Pero Carilo estaba allí, cerrando la tienda: debía de haber trabajado hasta tarde. Me vio al mismo tiempo que lo vi yo. Si esperaba que pusiera cara de culpable, quedé defraudado.

—¡Hola, Corvino! ¿Cómo anda el bebedor de cerveza romano?

—Bien. —Me acerqué y esperé mientras cerraba el candado.

—Bien. —Se metió la llave en el zurrón—. ¿Tienes tiempo para un trago?

No necesitaba eso.

—Preferiría tener una charla tranquila, amigo. Un lugar privado.

—¿Sí? —Me miró de soslayo—. Mala suerte, entonces. Suelo pasar una hora en el local de Hilde después de cerrar. Si quieres acompañarme, no tengo ningún inconveniente.

—¿Hablas de la cervecería donde estuvimos la última vez?

—Así es. —Sonreía pícaramente.

—¿Vende vino aparte de orina de caballo?

Sonrió aún más.

—Si valoras tu mollera, amigo, no hables así de la buena cerveza frente a Hilde. Sí, tiene un par de vasijas para estómagos delicados.

—De acuerdo. Vamos —dije. No me gustaba en absoluto, pero no me quedaba más remedio. Y si la charla no era demasiado íntima, al menos habría una multitud, que era la siguiente mejor opción.

Si mal no recordaba, la cervecería estaba calle abajo, y Carilo enfiló en esa dirección.

—¿Has estado fuera de Roma? —preguntó.

—Sí, en Antioquía.

—Ajá. —No podía verle los ojos, pero la voz no se alteró—. ¿Negocios?

—Podría decirse.

—Nunca estuve en el oriente. Dicen que es fabuloso.

—No está mal. —Empezaba a tener dudas sobre Carilo. Parecía sincero. Quizá no hubiera asesinado a Régulo, y la carta fuera una pista falsa, y lo único que había era la escritura del matadero. Cota no era el informador más fiable, y un garfio de carnicero podía venir de cualquier parte.

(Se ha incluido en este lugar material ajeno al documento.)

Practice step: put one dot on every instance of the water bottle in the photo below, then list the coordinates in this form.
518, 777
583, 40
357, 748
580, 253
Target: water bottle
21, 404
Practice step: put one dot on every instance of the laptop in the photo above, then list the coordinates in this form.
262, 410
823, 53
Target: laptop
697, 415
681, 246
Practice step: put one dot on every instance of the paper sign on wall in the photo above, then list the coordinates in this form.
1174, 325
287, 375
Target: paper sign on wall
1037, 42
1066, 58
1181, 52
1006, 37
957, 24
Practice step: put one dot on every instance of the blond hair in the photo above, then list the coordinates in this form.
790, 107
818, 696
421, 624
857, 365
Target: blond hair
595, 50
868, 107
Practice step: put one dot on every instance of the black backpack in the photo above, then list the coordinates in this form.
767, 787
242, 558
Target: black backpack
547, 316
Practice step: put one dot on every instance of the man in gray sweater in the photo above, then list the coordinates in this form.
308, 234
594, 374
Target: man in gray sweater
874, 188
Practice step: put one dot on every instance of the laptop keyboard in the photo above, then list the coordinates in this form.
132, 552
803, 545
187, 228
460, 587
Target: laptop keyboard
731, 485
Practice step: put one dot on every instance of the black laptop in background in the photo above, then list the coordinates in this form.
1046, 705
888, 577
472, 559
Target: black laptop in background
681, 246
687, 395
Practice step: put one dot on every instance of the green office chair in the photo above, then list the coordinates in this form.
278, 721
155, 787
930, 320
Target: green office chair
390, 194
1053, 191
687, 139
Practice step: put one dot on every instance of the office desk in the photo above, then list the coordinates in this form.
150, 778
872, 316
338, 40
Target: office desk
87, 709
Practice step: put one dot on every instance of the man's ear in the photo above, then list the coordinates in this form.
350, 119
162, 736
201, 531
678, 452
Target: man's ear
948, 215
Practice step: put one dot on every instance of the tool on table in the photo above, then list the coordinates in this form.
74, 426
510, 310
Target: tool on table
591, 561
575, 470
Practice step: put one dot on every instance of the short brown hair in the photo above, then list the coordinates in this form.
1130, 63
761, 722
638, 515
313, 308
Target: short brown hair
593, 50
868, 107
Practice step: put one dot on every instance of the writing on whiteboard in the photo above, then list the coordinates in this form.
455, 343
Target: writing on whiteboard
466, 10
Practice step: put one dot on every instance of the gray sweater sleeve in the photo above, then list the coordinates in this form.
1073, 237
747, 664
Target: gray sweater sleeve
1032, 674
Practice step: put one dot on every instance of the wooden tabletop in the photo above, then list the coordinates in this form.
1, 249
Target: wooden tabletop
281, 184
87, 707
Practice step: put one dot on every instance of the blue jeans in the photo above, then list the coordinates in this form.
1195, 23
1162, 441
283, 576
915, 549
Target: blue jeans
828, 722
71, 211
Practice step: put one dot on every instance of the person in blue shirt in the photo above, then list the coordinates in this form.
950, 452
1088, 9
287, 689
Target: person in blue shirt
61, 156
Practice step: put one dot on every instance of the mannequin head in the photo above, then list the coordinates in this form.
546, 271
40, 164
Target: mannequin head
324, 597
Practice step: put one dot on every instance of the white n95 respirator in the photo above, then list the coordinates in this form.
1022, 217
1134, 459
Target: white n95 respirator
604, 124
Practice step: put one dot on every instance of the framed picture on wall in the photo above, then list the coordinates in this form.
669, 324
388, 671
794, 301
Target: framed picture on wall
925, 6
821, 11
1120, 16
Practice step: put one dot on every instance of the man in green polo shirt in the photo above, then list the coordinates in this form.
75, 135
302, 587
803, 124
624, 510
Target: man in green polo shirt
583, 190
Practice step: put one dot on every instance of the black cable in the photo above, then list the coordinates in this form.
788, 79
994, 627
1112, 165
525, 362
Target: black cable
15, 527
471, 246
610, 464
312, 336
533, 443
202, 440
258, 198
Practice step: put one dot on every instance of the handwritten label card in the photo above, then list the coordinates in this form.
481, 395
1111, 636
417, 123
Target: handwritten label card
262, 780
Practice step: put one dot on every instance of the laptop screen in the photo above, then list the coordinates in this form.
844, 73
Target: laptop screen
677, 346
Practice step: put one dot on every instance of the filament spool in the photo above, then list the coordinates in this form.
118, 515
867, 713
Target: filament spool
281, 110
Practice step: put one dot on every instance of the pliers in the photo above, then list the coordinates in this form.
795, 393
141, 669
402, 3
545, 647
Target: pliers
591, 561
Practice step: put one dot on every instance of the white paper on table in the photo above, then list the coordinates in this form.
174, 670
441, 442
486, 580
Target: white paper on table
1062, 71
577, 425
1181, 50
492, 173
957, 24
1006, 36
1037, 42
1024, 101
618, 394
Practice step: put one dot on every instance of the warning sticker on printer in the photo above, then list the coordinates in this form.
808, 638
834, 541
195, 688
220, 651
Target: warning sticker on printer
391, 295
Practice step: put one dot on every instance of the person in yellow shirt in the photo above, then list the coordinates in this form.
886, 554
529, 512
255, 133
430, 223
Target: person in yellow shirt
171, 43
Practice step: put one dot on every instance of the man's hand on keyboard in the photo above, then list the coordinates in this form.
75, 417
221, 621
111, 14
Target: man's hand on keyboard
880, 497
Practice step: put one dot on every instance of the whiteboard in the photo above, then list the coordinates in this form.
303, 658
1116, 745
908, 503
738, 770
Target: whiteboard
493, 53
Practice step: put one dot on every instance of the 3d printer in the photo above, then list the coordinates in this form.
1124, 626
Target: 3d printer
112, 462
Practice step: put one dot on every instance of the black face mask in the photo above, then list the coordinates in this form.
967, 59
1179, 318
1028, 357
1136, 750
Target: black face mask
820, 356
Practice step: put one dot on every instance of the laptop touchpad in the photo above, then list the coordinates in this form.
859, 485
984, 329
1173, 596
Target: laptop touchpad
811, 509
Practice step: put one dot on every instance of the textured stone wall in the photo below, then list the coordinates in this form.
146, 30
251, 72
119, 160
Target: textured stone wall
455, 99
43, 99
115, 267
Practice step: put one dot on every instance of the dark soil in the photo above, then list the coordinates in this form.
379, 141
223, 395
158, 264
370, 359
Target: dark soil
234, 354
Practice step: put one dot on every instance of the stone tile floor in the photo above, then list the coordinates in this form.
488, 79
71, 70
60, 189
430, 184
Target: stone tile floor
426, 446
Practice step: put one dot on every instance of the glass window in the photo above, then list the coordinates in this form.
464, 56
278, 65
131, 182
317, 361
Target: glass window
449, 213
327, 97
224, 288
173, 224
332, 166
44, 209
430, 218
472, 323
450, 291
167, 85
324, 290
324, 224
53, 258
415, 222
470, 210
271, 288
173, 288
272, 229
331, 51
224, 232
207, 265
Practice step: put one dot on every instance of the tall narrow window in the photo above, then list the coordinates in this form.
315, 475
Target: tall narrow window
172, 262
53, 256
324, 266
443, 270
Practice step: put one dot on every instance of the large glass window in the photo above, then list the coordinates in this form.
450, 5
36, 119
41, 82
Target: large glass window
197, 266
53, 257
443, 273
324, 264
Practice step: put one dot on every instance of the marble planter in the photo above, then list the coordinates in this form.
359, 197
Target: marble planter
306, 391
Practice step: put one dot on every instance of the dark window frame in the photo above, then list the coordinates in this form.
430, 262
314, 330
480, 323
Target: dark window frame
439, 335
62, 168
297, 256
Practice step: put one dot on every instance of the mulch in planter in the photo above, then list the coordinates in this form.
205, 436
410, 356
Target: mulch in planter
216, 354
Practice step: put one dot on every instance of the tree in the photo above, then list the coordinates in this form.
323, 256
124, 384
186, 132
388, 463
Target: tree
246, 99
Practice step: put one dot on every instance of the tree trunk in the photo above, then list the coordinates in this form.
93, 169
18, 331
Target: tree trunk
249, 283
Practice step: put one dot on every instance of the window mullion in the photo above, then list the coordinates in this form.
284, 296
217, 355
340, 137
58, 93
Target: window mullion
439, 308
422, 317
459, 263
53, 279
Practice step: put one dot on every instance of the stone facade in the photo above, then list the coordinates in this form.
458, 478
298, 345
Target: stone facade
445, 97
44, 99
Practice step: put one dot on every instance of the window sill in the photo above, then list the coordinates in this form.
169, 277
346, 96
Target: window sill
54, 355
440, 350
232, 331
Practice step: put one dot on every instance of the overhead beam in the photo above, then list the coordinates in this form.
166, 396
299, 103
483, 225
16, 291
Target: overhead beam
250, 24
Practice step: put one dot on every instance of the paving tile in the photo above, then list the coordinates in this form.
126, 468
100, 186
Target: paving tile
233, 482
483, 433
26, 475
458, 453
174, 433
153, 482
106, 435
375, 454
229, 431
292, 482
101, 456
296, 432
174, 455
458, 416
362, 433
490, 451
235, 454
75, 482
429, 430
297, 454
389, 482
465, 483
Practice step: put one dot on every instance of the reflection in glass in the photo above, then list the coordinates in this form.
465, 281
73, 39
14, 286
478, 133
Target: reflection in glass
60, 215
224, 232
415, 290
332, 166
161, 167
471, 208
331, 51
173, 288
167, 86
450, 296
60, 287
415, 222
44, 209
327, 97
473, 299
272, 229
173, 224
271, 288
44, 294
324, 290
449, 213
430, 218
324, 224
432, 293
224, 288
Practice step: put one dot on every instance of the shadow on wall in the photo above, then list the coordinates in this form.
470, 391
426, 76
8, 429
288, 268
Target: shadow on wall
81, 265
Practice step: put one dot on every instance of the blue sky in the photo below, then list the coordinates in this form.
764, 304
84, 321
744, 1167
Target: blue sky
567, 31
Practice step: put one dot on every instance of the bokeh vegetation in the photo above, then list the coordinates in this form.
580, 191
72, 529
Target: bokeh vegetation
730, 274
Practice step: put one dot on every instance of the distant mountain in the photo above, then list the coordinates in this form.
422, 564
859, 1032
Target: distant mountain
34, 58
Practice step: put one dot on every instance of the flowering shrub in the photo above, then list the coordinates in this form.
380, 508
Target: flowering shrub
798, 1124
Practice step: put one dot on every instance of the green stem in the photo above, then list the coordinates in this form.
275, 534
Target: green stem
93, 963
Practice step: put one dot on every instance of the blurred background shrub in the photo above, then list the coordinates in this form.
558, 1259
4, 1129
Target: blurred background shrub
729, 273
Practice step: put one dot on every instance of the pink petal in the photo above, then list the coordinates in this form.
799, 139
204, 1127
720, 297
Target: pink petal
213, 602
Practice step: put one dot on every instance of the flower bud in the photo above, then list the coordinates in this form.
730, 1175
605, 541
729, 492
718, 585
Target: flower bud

Llegamos a la cervecería. El lugar no estaba tan atestado como había creído: sólo había cuatro sujetos, todos germanos, a juzgar por la apariencia, y cuando entramos dos de ellos se levantaron y se fueron. Carilo se sentó ante la mesa vacía y le hizo el pedido a la anciana. No soy lingüista, pero no parecía haber nada raro, y desde luego que Hilde se alejó refunfuñando mientras los dos germanos reían en voz baja e intercambiaban comentarios guturales.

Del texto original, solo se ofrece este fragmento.